Creating an AKS cluster using azure-cli
Creation of kubernetes cluster on Azure
Using Azure CLI
1. Install Azure CLI
You can check Installation of Azure CLI from here for your preferred workstation - https://learn.microsoft.com/en-us/cli/azure/install-azure-cli. Example for MacOS
brew update && brew install azure-cli
# confirm the CLI version
az version
{
"azure-cli": "2.50.0",
"azure-cli-core": "2.50.0",
"azure-cli-telemetry": "1.0.8",
"extensions": {}
}
2. Log In to Azure
You can use multiple methods to login through the Azure CLI
# browser based login
az login
# with username and password
az login --user <user> --password <pass>
# login with the tenant
az login --tenant <tenantID>
# check Azure login help for other methods to log in
az login --help
3. Get the necessary details for the next steps
- Subscription details - Check if the current subscription you want is correct or not
az account show
- Region - Check the region where you want to deploy your k8s cluster. Also make sure that GPU workloads are available in your region. You can check types of GPU instances and Availability of GPU instances in your specific region. To get a list of all regions
az account list-locations -o table
- Make sure to use the second column as the region name in the above output.
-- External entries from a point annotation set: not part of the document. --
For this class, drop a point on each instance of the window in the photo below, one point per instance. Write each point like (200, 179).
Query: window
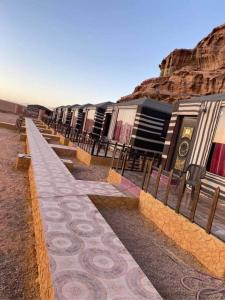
(216, 161)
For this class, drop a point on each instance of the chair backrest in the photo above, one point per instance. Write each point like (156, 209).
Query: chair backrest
(195, 172)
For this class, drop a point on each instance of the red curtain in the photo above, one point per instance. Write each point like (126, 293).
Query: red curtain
(217, 165)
- Resource group - A new resource group is recommended. However an existing resource group can also be used.
- To create a new resource with some tags, execute the command in step 5.
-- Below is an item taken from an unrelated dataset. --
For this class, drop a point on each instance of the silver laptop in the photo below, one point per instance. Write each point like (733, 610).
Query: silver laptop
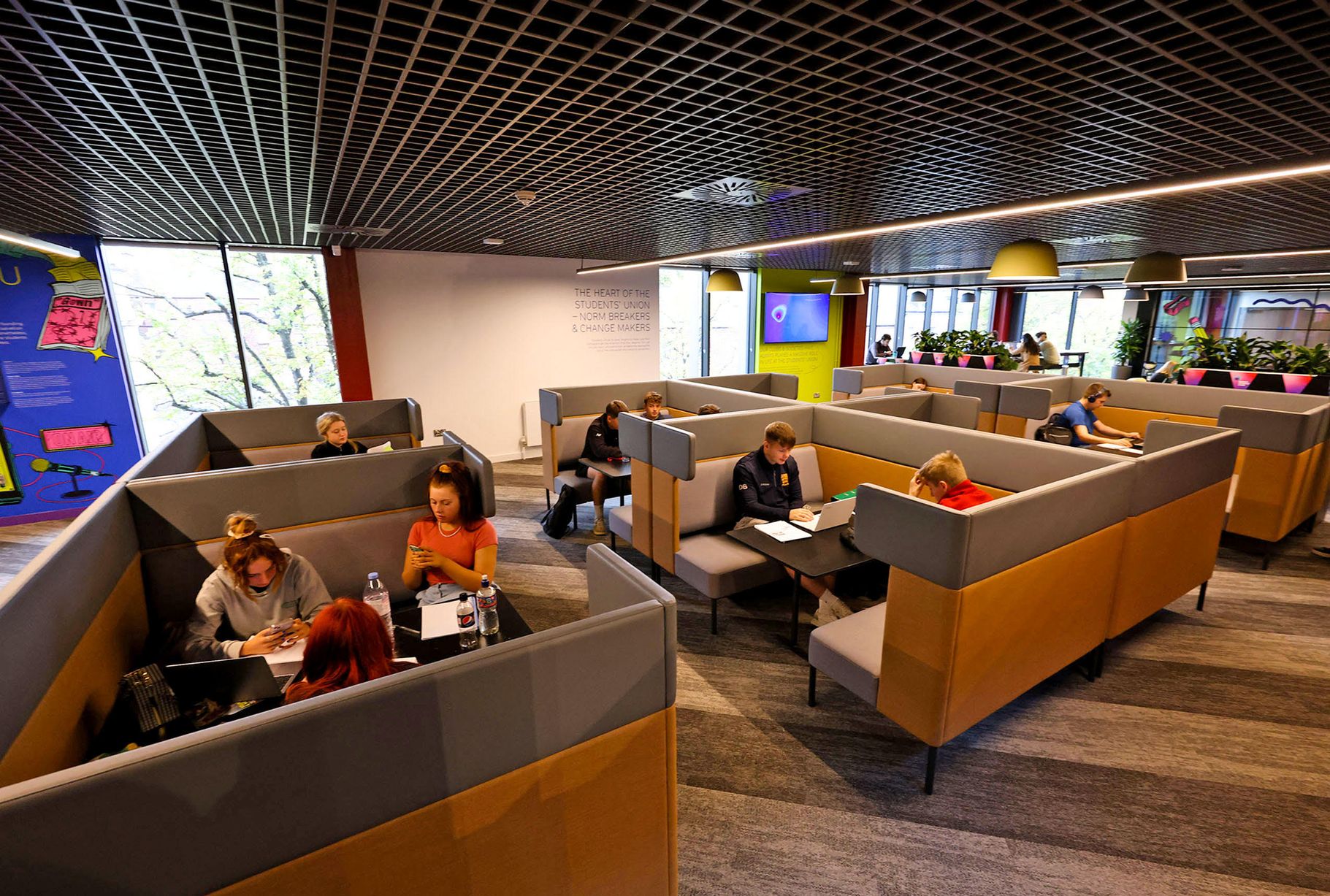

4. Export all the necessary details into a variable
## subscription details
export SUBSCRIPTION_ID=""
export SUBSCRIPTION_NAME=""
# location
export LOCATION=""
# resource group
export RESOURCE_GROUP=""
# name of the user assigned identity (step 6)
export USER_ASSIGNED_IDENTITY=""
# name of the cluster
export CLUSTER_NAME=""
Set the subscription ID for all the below steps and add the aks-preview
extension.
az account set --subscription $SUBSCRIPTION_ID
az extension add --name aks-preview
az extension update --name aks-preview
5. Creating Resource group
All the Azure resources (mostly) are deployed in some resource group. For our AKS cluster we will create a resource group. We are naming it as tfy-datascience
but feel free to name it according to your preferred naming conventions. We are creating two tags team=datascience
and owner=truefoundry
RESOURCE_GROUP_ID=$(az group create --name $RESOURCE_GROUP \
--location $LOCATION \
--tags team=datascience owner=truefoundry \
--query 'id' --output tsv)
6. Create user assigned identity
To authenticate to AKS cluster post-creation we need to create a user-assigned identity. Managed Identity is the way to authenticate to Azure resource (AKS here) using Azure AD. There are two kinds of managed identities and we will use user-assigned identities among them. Copy the unique ID of the user assigned identity from the below steps
USER_ASSIGNED_IDENTITY_ID=$(az identity create \
--resource-group $RESOURCE_GROUP \
--name $USER_ASSIGNED_IDENTITY \
--query 'id' --output tsv)
7. Creating AKS Cluster
We can create AKS cluster in mostly two ways. You can chose any one of the following ways.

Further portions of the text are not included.